Willacy, LoPresti & Marcovy, Aubrey B. Willacy and Timothy A. Marcovy, for appellant.
Jim Petro, Attorney General, Douglas R. Cole, State Solicitor, Stephen P. Carney, Senior Deputy Solicitor, Diane Richards Brey and William J. McDonald, Assistant Attorneys General, for appellee.
{¶ 63} Since no provision in the workers’ compensation scheme expressly prohibits a prefinality charge to the employer’s risk account, and because the bureau has credited Arth’s experience for the full amount that was previously charged to its risk in the Ayala claim, judicial intervention in the agency’s accounting and actuarial practices is unwarranted in this case.

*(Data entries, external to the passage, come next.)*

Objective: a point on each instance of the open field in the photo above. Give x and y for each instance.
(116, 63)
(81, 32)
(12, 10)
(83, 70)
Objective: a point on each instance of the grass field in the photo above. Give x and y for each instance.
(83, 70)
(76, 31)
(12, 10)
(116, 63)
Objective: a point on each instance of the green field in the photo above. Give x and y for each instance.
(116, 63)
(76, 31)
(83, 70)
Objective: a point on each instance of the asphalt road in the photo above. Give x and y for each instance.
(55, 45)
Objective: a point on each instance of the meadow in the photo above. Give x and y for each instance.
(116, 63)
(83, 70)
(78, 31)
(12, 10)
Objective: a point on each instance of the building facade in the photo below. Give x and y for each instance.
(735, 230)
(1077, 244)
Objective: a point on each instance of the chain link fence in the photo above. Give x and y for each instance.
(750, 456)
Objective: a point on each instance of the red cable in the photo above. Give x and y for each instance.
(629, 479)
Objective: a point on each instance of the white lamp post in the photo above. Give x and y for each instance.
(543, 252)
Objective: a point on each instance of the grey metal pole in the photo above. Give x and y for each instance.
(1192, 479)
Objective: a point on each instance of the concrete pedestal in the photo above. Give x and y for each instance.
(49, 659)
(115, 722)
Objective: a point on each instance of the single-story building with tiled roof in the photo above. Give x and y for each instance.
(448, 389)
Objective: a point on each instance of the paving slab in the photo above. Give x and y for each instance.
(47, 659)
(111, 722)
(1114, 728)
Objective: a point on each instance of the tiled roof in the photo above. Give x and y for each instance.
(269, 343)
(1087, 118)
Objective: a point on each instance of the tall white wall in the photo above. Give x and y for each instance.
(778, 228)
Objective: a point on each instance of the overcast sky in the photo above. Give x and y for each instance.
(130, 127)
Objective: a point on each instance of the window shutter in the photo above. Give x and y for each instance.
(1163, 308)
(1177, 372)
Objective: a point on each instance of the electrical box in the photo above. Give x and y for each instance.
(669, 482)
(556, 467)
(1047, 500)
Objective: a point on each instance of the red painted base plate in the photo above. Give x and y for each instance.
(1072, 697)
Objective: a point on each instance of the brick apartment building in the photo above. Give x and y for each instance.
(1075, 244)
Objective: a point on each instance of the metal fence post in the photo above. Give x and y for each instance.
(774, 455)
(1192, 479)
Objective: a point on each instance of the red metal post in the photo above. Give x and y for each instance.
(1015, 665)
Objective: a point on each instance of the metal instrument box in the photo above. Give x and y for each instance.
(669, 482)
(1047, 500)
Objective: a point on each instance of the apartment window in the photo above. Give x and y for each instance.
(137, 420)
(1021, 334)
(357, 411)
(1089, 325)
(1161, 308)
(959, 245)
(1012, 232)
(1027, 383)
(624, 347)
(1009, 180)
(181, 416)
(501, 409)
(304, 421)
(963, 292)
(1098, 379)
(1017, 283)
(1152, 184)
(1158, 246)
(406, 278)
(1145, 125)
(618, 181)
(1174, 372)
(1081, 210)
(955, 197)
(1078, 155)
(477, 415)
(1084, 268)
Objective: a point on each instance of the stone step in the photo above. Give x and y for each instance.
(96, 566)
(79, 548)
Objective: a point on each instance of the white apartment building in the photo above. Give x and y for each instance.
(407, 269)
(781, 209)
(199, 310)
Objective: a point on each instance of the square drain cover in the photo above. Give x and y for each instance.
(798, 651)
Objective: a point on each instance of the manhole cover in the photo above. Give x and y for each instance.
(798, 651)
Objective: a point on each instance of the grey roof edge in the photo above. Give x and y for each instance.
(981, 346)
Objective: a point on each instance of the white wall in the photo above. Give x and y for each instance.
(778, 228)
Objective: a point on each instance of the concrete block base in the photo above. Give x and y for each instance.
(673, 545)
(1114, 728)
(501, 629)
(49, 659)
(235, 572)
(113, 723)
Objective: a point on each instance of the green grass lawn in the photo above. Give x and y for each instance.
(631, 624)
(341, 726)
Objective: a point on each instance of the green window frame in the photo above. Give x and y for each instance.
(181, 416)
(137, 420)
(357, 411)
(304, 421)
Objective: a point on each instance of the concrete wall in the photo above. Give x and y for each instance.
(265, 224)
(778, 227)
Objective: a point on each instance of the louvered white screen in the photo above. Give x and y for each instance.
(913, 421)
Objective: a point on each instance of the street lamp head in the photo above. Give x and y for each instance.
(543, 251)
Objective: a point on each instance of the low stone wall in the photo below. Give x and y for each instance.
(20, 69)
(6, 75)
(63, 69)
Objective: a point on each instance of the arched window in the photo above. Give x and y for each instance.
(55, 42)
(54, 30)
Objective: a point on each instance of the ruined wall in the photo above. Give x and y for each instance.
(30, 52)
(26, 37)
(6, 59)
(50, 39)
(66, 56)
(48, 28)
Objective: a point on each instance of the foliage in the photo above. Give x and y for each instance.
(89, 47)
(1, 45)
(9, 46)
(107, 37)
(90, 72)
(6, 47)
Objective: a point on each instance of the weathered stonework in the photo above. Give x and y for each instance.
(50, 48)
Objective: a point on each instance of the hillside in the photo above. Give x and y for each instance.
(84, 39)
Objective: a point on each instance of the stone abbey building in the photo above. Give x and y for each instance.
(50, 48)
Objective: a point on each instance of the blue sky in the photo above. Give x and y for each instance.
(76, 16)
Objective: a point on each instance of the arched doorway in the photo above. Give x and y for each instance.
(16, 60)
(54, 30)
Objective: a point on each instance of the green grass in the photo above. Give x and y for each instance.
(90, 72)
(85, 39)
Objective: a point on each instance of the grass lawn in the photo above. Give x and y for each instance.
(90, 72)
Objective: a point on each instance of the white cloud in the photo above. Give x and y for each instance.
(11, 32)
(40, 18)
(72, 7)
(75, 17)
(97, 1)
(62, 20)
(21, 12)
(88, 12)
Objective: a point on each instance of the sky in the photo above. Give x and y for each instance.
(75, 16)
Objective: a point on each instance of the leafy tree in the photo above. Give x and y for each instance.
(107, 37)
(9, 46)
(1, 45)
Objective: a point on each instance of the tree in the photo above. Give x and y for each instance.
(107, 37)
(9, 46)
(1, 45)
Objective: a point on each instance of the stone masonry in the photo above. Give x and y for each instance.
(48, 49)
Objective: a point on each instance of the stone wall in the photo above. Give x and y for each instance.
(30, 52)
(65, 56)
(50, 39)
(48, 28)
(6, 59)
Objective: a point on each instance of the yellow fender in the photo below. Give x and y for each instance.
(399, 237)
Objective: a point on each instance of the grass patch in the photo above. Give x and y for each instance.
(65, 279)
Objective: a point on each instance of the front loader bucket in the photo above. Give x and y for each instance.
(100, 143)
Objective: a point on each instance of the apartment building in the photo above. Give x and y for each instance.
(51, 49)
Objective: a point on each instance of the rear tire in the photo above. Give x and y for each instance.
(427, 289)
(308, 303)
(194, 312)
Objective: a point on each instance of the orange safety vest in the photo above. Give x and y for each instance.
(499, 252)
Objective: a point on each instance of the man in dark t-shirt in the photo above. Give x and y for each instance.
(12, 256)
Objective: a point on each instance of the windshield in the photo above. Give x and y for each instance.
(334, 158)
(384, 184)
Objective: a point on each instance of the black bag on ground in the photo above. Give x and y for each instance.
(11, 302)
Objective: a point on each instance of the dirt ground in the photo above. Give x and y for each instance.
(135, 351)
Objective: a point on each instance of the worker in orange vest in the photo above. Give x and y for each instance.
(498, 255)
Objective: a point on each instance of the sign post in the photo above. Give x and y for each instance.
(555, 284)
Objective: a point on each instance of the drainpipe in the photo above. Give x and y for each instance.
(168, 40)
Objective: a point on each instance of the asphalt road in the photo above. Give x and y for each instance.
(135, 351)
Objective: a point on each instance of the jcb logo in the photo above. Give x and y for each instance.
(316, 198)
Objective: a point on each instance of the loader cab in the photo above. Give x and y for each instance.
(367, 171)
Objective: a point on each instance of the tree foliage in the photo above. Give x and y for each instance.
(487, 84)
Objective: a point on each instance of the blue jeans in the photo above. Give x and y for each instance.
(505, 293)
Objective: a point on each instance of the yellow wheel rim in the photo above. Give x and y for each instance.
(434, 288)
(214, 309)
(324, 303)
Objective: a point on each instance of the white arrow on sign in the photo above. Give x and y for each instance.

{¶ 64} I must, therefore, respectfully dissent.
F.E. Sweeney, J., concurs in the foregoing dissenting opinion.

. If it is finally determined that the claimant is not entitled to participate in the fund, or is not entitled to the benefits received or paid on his or her behalf, the administrator then credits the employer’s risk account for the full amount that was previously charged to its experience.